I really enjoyed your blog Thanks for sharing such an informative post.

Andrew said...

Clipping Expert Asia is the leading photo editing company which provides bulk photo editing and retouching service at a cheap price.

photo retouch said...

Fantastic post. We provide high-quality photo retouching service at a cheap price from Clipping Expert Asia.

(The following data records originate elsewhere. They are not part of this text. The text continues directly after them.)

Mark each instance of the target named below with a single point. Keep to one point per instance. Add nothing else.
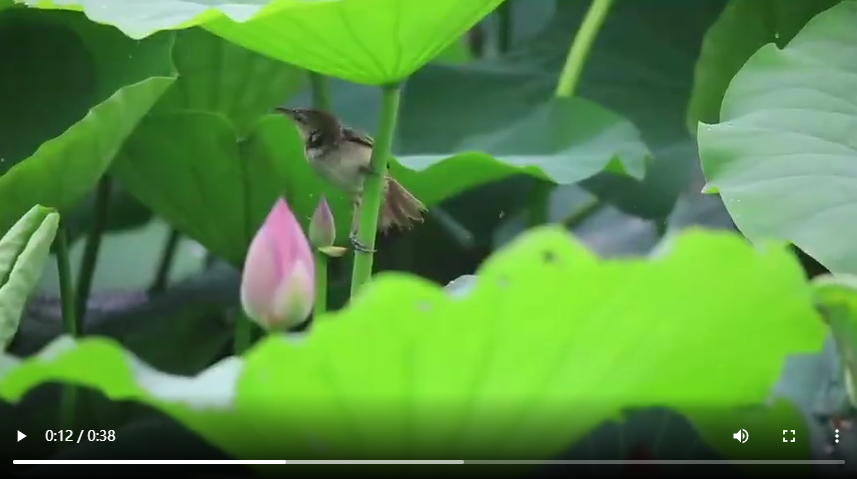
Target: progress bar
(113, 462)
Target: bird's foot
(358, 246)
(369, 171)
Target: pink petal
(260, 277)
(295, 296)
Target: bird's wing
(350, 134)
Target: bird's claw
(358, 246)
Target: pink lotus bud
(322, 230)
(278, 282)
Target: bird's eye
(314, 140)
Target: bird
(341, 155)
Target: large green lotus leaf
(23, 251)
(837, 297)
(640, 67)
(564, 141)
(783, 158)
(194, 170)
(743, 27)
(407, 370)
(365, 41)
(218, 76)
(59, 134)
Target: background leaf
(192, 169)
(58, 158)
(640, 67)
(220, 77)
(23, 251)
(740, 284)
(373, 42)
(783, 157)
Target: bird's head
(316, 127)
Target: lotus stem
(580, 47)
(71, 325)
(504, 26)
(243, 337)
(370, 204)
(93, 244)
(165, 266)
(320, 306)
(320, 91)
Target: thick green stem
(243, 336)
(320, 284)
(320, 91)
(71, 324)
(162, 275)
(93, 244)
(580, 47)
(373, 187)
(538, 212)
(566, 88)
(504, 25)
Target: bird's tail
(400, 208)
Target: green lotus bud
(23, 251)
(322, 230)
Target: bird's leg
(355, 223)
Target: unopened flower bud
(322, 230)
(278, 281)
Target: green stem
(538, 212)
(243, 336)
(71, 324)
(582, 213)
(93, 244)
(370, 204)
(580, 47)
(320, 91)
(320, 284)
(162, 275)
(504, 25)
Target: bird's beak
(285, 111)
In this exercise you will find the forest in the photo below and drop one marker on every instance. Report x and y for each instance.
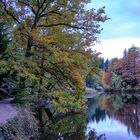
(47, 63)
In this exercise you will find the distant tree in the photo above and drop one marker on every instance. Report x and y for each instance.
(102, 64)
(128, 67)
(106, 64)
(125, 53)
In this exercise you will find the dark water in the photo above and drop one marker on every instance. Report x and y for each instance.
(107, 117)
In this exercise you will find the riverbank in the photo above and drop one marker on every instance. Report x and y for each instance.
(7, 111)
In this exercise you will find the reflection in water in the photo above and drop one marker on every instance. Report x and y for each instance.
(114, 118)
(106, 115)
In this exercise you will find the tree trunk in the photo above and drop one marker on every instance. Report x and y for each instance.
(29, 46)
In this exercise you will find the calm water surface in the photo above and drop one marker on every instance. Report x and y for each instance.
(107, 118)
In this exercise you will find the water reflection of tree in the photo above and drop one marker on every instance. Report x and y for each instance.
(71, 127)
(95, 112)
(128, 114)
(67, 128)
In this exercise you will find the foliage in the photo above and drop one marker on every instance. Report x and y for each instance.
(50, 55)
(25, 126)
(126, 69)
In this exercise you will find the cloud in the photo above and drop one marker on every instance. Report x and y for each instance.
(111, 48)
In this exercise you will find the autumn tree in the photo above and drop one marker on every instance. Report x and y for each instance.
(51, 53)
(128, 67)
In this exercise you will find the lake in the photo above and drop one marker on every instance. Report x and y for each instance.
(115, 117)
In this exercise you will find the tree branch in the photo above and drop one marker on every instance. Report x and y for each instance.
(8, 13)
(28, 5)
(63, 24)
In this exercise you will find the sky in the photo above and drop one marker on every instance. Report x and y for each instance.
(122, 30)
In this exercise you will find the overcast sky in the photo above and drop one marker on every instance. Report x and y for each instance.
(123, 30)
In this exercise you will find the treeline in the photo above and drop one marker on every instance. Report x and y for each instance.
(124, 72)
(45, 52)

Clipping path service said...

Clipping Image is an online-based Image editing service Provider that provides that high-quality photoshop clipping path service at an affordable rate.

Techcloud said...

Wow, very nice write-up and very informative as well. Very often I used to hide my password. This is the natural tendency of human beings. Anyways I'm working on different image post-production platforms which include a variety of Photoshop processes. However, thanks for sharing such nice tips. Please keep sharing more tips like this. image post production

Unknown said...

Hey!! Amazing post. Thank you for sharing such a informative post.

Unknown said...

Amazing post, Thank you for share with us.

David Chilson said...

Absolutely unique and fine piece of information. I've never spent that much time reading before but this is really awesome.
Image Masking Services
Neck joint Services

David Carlis said...

Helpful blog here you have shared. A lot of thanks for this published. Drop Shadow Helps
Clipping Path
Photo Cut Out
Image Manipulation
Image Retouching
Clipping Path Tutorial
Background Remove
Image Editing
Neck Joint
eCommerce Photo Editing

Perfect Retouching said...

I agree with the suggestion that a fourth scenario of an unmasked password field (no checkbox, always unmasked) is not a viable or recommended option. Similarly, I disagree with Nielson's opinion that scenario 1 (password field + masking checkbox unchecked by default) is viable. In my opinion, screen sharing makes this option risky and therefore it should not be used. The most secure and recommended options are either scenario 2 (password field + masking checkbox checked by default) or scenario 3 (masked password field with no checkbox, always masked).

Perfect Retouching
Professional Product Retoucher

Color Clipping Ltd. said...
This comment has been removed by the author.
Priotoma Bangla said...

Priotoma Bangla is the foremost provider of premium sanitary fittings, sanitary ware, kitchen fittings & appliances, and architectural hardware in Bangladesh. As the official distributor of top global brands, we offer a comprehensive range of over 1800 products and end-to-end solutions, from design to installation. Our products are available nationwide through 200 stores, covering 80% of premium building material sellers in Dhaka. Additionally, we operate five state-of-the-art studios and sales centers strategically located in high-traffic areas. Our team includes 15 foreign-trained technicians who oversee each project, ensuring top-notch quality and providing complimentary after-sales services. Leveraging the latest software and ERP technology, supported by a team of 25 trained personnel, we are dedicated to fulfilling the diverse needs of our customers, clients, and partners. Trust Priotoma Bangla for all your premium sanitary and architectural requirements.